Depression. It has multiple ways of being created. A pandemic, debilitating illness, a child with a drug problem, battles at home, deeply entrenched memories of abuse or neglect, the death of someone you’ve loved, financial worries, discrimination or genetics. The list goes on and on.

It wears multiple faces: Sadness you can’t shake, anger outbursts, a need for intense control or not feeling anything at all.

It’s denied or avoided using multiple paths: alcohol, working around the clock, having an affair, intensive gaming, social media addiction or losing yourself in your kids’ lives.

It has countless ways of getting your attention: becoming suicidal, suffering a panic attack or fighting fantasies of driving away. Feeling tremendous loneliness even when your life looks perfect or plodding fatigue that robs you of any true joy.

Winston Churchill, diagnosed with severe bipolar disorder, called his ever-changing moods his “black dog.” When the dog seemed docile, Churchill enjoyed intense bouts of energy and productivity. But suddenly and frequently, his mood darkened, and the black dog was unleashed.

Now we know managing depression involves many modalities: exercise, rest, journaling or self-expression, therapy, medications, acknowledgment of grief and trauma, and reaching out to friends. Recent treatment models also focus on the formation of new neural pathways through mindfulness, meditation, EMDR (Eye movement desensitization and reprocessing) or neurofeedback.

“I’ll lose all credibility.” “I know I should exercise. It’s hard to make myself want to do it.” “I don’t like to journal. I do it, but nothing changes.” “Therapy doesn’t work. And it’s too expensive.”

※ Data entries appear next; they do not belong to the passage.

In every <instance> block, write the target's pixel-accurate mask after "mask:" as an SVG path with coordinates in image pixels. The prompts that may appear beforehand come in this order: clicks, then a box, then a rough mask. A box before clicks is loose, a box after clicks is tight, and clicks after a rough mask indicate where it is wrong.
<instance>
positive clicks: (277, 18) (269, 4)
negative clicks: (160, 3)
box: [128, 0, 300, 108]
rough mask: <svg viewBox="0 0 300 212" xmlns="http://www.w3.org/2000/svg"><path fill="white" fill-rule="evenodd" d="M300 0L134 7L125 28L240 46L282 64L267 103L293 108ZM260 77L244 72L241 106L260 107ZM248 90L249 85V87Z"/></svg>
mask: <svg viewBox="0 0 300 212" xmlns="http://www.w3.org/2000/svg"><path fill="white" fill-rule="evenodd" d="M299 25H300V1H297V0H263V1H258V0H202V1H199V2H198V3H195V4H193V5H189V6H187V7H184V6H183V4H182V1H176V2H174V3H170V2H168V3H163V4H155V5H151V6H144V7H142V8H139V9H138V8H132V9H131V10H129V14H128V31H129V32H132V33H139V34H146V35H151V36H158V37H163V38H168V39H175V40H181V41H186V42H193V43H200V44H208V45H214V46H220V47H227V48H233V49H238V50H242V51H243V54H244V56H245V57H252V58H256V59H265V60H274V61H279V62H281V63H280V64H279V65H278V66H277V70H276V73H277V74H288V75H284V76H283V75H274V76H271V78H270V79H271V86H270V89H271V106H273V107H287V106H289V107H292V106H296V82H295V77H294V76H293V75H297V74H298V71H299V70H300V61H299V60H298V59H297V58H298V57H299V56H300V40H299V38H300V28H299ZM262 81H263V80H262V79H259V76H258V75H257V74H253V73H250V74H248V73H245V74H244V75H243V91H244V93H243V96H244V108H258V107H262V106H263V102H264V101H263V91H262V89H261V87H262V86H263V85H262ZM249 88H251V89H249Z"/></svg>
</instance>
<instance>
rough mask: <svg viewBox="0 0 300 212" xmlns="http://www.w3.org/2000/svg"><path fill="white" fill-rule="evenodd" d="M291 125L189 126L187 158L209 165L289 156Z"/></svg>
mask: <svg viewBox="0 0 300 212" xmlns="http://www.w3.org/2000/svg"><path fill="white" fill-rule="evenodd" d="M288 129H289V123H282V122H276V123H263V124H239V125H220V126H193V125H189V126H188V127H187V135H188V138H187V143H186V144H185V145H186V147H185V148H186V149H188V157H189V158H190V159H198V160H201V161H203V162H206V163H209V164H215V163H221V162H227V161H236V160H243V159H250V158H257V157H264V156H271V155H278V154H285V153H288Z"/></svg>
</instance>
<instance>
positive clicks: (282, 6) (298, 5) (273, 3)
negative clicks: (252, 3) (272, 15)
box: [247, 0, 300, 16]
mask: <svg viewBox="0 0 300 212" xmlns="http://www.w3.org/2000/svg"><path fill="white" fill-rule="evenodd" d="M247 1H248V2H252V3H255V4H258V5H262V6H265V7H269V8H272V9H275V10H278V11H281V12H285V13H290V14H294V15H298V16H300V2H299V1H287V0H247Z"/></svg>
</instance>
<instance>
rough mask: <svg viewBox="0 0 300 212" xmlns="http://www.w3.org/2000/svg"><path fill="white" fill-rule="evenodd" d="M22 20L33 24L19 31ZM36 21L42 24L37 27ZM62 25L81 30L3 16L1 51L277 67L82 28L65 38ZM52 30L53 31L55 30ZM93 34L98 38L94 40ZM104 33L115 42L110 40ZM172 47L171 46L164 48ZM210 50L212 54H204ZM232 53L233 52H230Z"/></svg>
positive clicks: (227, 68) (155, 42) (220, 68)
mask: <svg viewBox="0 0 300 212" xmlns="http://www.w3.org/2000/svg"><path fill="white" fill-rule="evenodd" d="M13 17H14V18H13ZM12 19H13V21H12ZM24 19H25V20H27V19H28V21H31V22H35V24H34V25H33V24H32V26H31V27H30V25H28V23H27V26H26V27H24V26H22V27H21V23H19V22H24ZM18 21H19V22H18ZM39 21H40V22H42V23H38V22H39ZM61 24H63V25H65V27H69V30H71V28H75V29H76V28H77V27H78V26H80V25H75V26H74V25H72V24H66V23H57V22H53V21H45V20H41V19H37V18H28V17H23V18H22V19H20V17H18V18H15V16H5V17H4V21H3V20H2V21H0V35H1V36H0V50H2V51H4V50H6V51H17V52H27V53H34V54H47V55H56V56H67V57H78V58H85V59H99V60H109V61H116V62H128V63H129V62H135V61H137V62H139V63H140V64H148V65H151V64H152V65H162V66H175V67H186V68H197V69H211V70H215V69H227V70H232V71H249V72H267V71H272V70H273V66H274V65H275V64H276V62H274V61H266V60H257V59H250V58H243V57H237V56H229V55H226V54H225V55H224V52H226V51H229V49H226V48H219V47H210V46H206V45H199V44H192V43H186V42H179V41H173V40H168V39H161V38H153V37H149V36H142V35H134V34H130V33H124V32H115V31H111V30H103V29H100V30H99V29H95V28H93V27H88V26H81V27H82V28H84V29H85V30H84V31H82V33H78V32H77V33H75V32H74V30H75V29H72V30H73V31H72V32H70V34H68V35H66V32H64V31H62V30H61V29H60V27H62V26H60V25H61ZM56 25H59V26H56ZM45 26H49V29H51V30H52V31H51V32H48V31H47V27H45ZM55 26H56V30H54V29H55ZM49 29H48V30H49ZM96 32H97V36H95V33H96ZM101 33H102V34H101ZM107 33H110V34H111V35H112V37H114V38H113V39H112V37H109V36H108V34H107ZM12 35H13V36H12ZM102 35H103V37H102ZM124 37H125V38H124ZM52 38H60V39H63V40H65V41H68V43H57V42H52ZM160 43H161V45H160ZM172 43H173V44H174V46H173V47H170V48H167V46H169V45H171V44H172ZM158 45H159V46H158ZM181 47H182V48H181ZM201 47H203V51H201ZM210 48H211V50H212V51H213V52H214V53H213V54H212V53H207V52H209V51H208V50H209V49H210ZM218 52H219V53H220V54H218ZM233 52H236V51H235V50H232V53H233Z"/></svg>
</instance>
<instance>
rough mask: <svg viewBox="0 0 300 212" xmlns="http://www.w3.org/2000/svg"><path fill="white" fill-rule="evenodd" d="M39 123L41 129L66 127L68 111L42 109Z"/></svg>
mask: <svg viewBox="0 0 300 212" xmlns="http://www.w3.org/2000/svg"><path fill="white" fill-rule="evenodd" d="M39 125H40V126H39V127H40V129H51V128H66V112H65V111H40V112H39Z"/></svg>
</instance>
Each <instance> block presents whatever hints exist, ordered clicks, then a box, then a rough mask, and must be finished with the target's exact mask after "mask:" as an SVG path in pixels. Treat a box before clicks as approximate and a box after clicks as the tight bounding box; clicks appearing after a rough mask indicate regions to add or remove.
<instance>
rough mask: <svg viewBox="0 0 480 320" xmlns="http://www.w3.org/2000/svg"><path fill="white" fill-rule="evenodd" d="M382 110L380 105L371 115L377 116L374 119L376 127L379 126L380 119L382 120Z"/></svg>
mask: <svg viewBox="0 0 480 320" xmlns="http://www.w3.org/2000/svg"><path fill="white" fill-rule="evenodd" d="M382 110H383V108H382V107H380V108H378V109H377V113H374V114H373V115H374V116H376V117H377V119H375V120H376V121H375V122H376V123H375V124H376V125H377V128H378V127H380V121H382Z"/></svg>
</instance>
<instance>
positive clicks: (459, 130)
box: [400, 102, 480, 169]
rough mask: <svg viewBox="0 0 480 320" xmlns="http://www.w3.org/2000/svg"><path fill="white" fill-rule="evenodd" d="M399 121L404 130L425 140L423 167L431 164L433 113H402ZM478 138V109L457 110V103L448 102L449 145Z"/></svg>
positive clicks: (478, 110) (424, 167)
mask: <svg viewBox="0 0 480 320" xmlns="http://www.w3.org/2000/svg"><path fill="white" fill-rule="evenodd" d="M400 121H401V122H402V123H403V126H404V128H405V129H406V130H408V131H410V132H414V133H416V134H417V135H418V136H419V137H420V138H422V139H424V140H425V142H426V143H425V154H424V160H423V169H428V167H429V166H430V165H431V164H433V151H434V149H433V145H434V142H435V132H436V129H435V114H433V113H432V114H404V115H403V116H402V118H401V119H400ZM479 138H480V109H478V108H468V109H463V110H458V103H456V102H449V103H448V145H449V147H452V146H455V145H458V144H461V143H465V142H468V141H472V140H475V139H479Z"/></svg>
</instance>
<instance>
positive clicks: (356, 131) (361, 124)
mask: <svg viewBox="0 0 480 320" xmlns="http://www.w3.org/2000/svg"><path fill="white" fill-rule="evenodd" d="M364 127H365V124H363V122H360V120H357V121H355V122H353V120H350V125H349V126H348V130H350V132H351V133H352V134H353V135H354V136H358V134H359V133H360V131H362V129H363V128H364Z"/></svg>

Here are the hurdles these statements reflect — and what you can do about them.

  1. Fearing the loss of credibility. Fear of stigma or prejudice is the most common hurdle prominent in our culture.

Here are two facts: Depression can worsen without attention and treatment, and suicide rates are rising exponentially.

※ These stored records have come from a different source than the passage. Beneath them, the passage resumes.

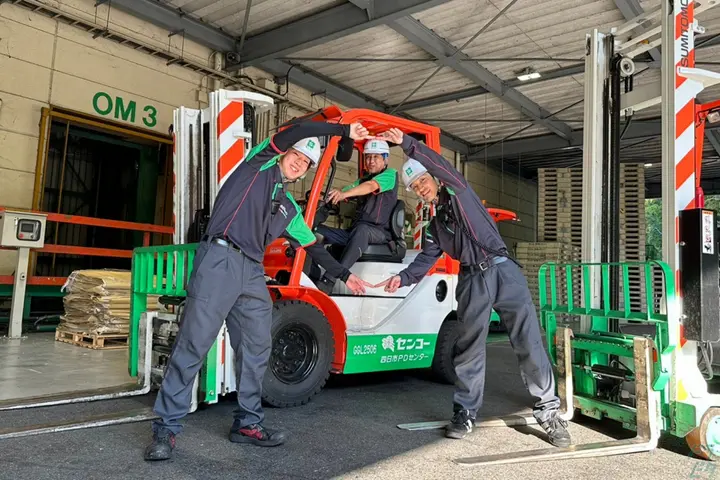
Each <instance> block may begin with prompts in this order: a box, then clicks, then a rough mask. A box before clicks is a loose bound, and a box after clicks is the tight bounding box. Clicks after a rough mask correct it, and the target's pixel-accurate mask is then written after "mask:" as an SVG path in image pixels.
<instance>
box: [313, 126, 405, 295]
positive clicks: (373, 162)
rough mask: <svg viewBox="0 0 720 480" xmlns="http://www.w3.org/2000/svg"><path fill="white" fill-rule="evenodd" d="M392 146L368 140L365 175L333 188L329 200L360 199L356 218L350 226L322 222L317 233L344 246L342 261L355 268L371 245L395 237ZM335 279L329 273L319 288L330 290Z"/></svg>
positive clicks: (394, 201) (377, 140) (343, 263)
mask: <svg viewBox="0 0 720 480" xmlns="http://www.w3.org/2000/svg"><path fill="white" fill-rule="evenodd" d="M389 157H390V147H389V146H388V144H387V142H385V141H383V140H375V139H372V140H368V141H367V142H366V143H365V146H364V148H363V161H364V163H365V170H366V174H365V175H364V176H363V177H362V178H360V179H359V180H356V181H355V182H354V183H352V184H350V185H347V186H345V187H344V188H343V189H342V190H337V189H332V190H330V192H329V193H328V201H329V202H330V203H334V204H337V203H338V202H341V201H343V200H347V199H348V198H353V197H354V198H357V199H358V205H357V211H356V216H355V221H354V222H353V223H352V225H351V226H350V228H349V229H347V230H345V229H342V228H332V227H327V226H325V225H319V226H318V227H317V229H316V232H317V233H318V234H320V235H322V237H323V243H324V244H334V245H343V246H345V249H344V251H343V254H342V258H341V260H340V263H341V264H342V266H344V267H345V268H350V267H352V266H353V265H354V264H355V262H357V261H358V259H359V258H360V257H361V256H362V252H364V251H365V249H367V247H368V245H370V244H382V243H388V242H390V241H391V240H392V234H391V230H390V222H391V220H392V219H391V218H390V217H391V216H392V212H393V209H394V208H395V204H396V203H397V189H398V186H397V184H398V172H397V170H395V169H394V168H388V162H389V161H390V158H389ZM334 285H335V278H333V276H332V275H330V274H328V273H326V274H325V275H324V276H323V278H321V279H320V282H319V284H318V287H319V288H320V289H321V290H323V291H325V292H326V293H328V294H329V293H330V292H331V291H332V289H333V286H334Z"/></svg>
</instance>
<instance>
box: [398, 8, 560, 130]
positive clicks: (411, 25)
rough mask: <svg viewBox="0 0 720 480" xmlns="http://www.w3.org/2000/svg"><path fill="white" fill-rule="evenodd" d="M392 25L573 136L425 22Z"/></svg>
mask: <svg viewBox="0 0 720 480" xmlns="http://www.w3.org/2000/svg"><path fill="white" fill-rule="evenodd" d="M390 26H391V27H392V28H393V29H394V30H395V31H397V32H398V33H400V34H401V35H403V36H404V37H405V38H407V39H408V40H410V41H411V42H412V43H414V44H415V45H417V46H418V47H420V48H422V49H423V50H425V51H426V52H428V53H429V54H430V55H433V56H434V57H435V58H437V60H438V63H439V64H440V65H444V66H446V67H449V68H451V69H453V70H455V71H456V72H458V73H460V74H462V75H465V76H466V77H467V78H469V79H471V80H473V81H474V82H476V83H477V84H478V85H480V86H481V87H483V88H485V89H486V90H487V91H488V92H490V93H493V94H495V95H497V96H498V97H500V99H502V100H503V101H504V102H505V103H507V104H508V105H510V106H512V107H514V108H516V109H517V110H519V111H520V112H521V113H522V114H524V115H525V116H527V117H528V118H530V120H531V121H532V122H533V123H535V124H537V125H541V126H543V127H545V128H547V129H548V130H550V131H551V132H553V133H555V134H556V135H557V136H559V137H561V138H562V139H564V140H565V141H566V142H567V141H569V140H571V138H572V128H570V125H568V124H566V123H563V122H559V121H557V120H553V119H552V114H551V113H550V112H548V111H547V110H545V109H544V108H542V107H541V106H540V105H538V104H537V103H535V102H533V101H532V100H530V99H529V98H527V97H526V96H525V95H523V94H522V93H520V92H518V91H517V90H515V89H514V88H511V87H509V86H508V84H507V83H505V82H504V81H503V80H501V79H500V78H499V77H498V76H497V75H495V74H494V73H492V72H491V71H490V70H488V69H486V68H485V67H483V66H481V65H480V64H478V63H477V62H470V61H468V59H469V58H470V57H468V56H467V55H466V54H464V53H462V52H458V51H457V48H456V47H454V46H453V45H452V44H451V43H450V42H448V41H447V40H445V39H444V38H442V37H440V36H439V35H437V34H436V33H435V32H433V31H432V30H430V29H429V28H427V27H426V26H425V25H423V24H422V23H420V22H419V21H417V20H415V19H414V18H412V17H404V18H401V19H399V20H395V21H394V22H392V23H390Z"/></svg>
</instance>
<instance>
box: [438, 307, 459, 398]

Please face your fear. Ask for help. Search “historical leaders with mental struggles.” Even better — ask someone you respect who you sense might understand or have struggled themselves.

  1. Waiting to feel motivated. If you’re waiting to be magically motivated to risk, nothing will happen. You’re putting the cart before the horse. Determination to do comes first.

Kate fought me tooth and nail over the importance of exercise. Then finally tired of struggling with suicidal thoughts, she came in. “Well, I made myself put on a bathing suit and get into the pool. Suddenly, I found myself energized, as I’ve always loved to swim. I have to get up really early so I can get to work … I feel so much better.”

The positive result of that determination will become self-motivating.

  1. Discounting small changes. Healing usually involves a cumulative effect of many small changes. I wish I had a nickel for every time a patient had said, “This isn’t really a big deal, but yesterday I …” Any change, any risk is a big deal. And those small discoveries will move you forward.
  2. Giving up because you had one experience that wasn’t helpful. You wouldn’t teach a child, “If one idea doesn’t work, don’t bother trying any others.” Nope. Persistence can pay off. And it takes courage not to give up.

If one therapist doesn’t help, find another with a different style. If it’s too hard to make the weekly basketball game, walk in the morning. If you’re nervous about prescription medications, then look for homeopathic alternatives. Sometimes you’ll be surprised at what actually helps. Sitting in the sunshine, writing a note to someone you miss, striking up a conversation with the 6-year-old next door … in fact, striking up any conversation.

Find your courage. And you’ll keep risking.

Dr. Margaret Rutherford is a private practice psychologist in Fayetteville. The opinions expressed are those of the author.